Mister Condo replies:
J.S., Wow! You have a lot going on here! Let me try to break it down into a few key elements and offer some friendly advice. The Board is free to hold meetings as they see fit provided the Board members agree on the methodology. They can make the meeting format as informal as they like. They are also free to vote by email, teleconference, even carrier pigeon if they so choose. They are not free to operate in the dark and they must take minutes of all meetings which must be made available to the unit owners. For this reason alone, most Boards will adhere to a regular meeting schedule where proper notice of meeting is given and proper minutes of meetings are taken. The emails between Board members are part of the public record and must be kept as such, especially if votes are being held by email. Again, for this reason alone, many Boards will opt not to use email for such votes. Transparency isn’t just a good idea; it is the law. The Common Interest Ownership Act (also known as CIOA) outlines the rules and regulations for how community associations are governed in our state.
The specifics of how and why this new project is underway are likely known only to the Board. If it is something that enough unit owners are not in favor of, you should seek an injunction against the Board for taking the action. You will most likely need to hire an attorney to file suit and seek relief. This can be expensive for the unit owners as they will need to find the money to pay for the attorney to assist in the suit and the Board will likely hire an attorney to defend against the suit. If the Board has signed a contract, there may also be expense for breaking the contract. Weigh the pros and cons of such an action before you proceed. It might be less expensive to just accept the improvement than to fight it.
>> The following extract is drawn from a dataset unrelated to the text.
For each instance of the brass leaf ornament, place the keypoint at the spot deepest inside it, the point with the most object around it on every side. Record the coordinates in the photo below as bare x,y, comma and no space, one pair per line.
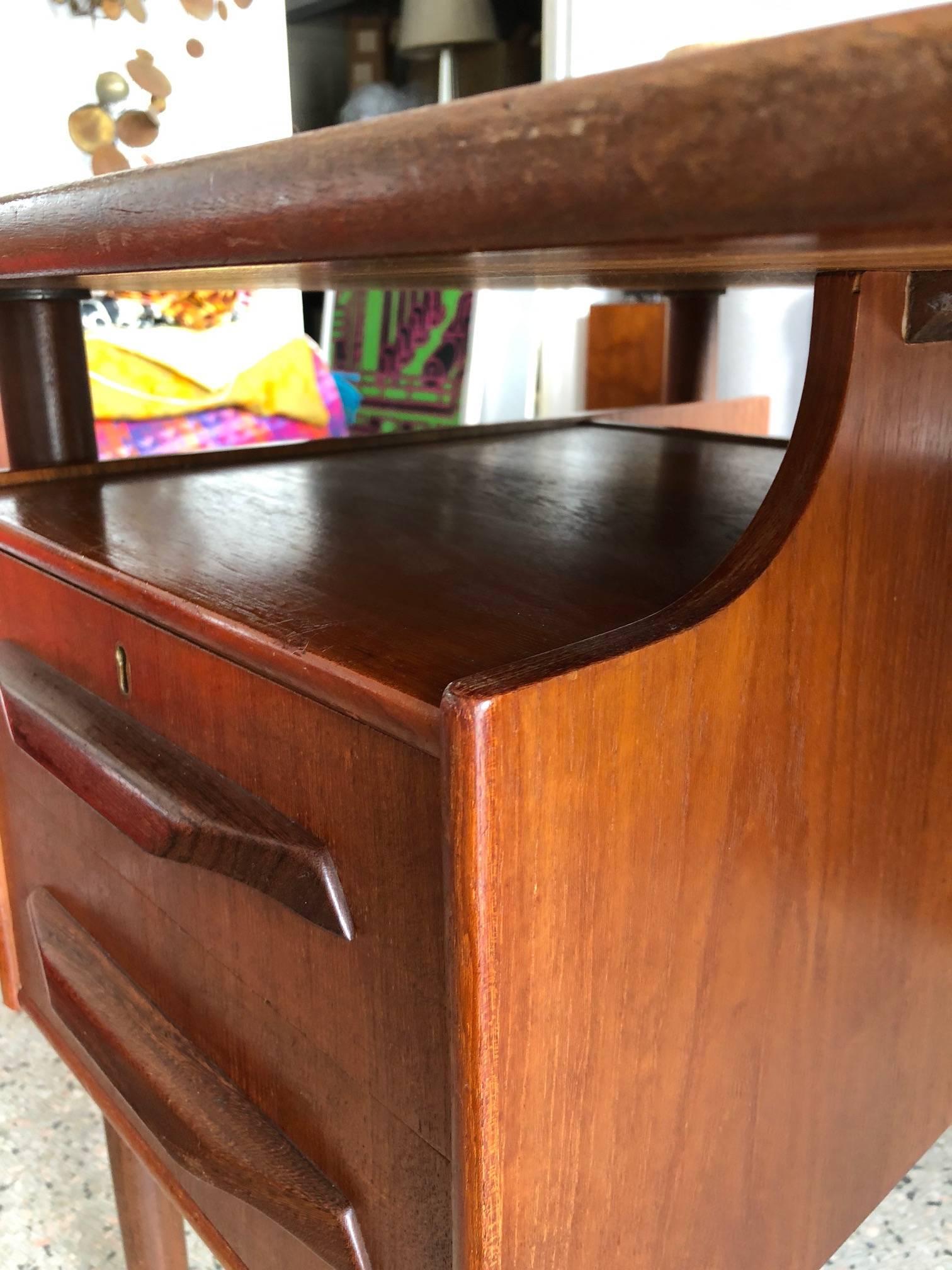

The larger issue here is one of Board training and proper community association governance. I am guessing that this Board is largely untrained and would likely benefit from some education, which can be found at the local Chapter of the Community Association s Institute (http://caict.org/). In fact, they are offering just such a training course very soon. More information can be found at http://www.caict.org/events/event_details.asp?id=534367. The other option is to get some new Board members. Rally the troops and come up with select the folks from within your community who would best serve as Directors. At your next Annual Meeting, simply elect new people who will do a better job of governing the association. If you can’t wait until then, you can call a special meeting of unit owners to remove the Board and elect new Board members. However, you will need to refer to your condo’s governing documents to see how and when to do that. It would be simpler to just elect new Board members at your Annual Meeting. Good luck!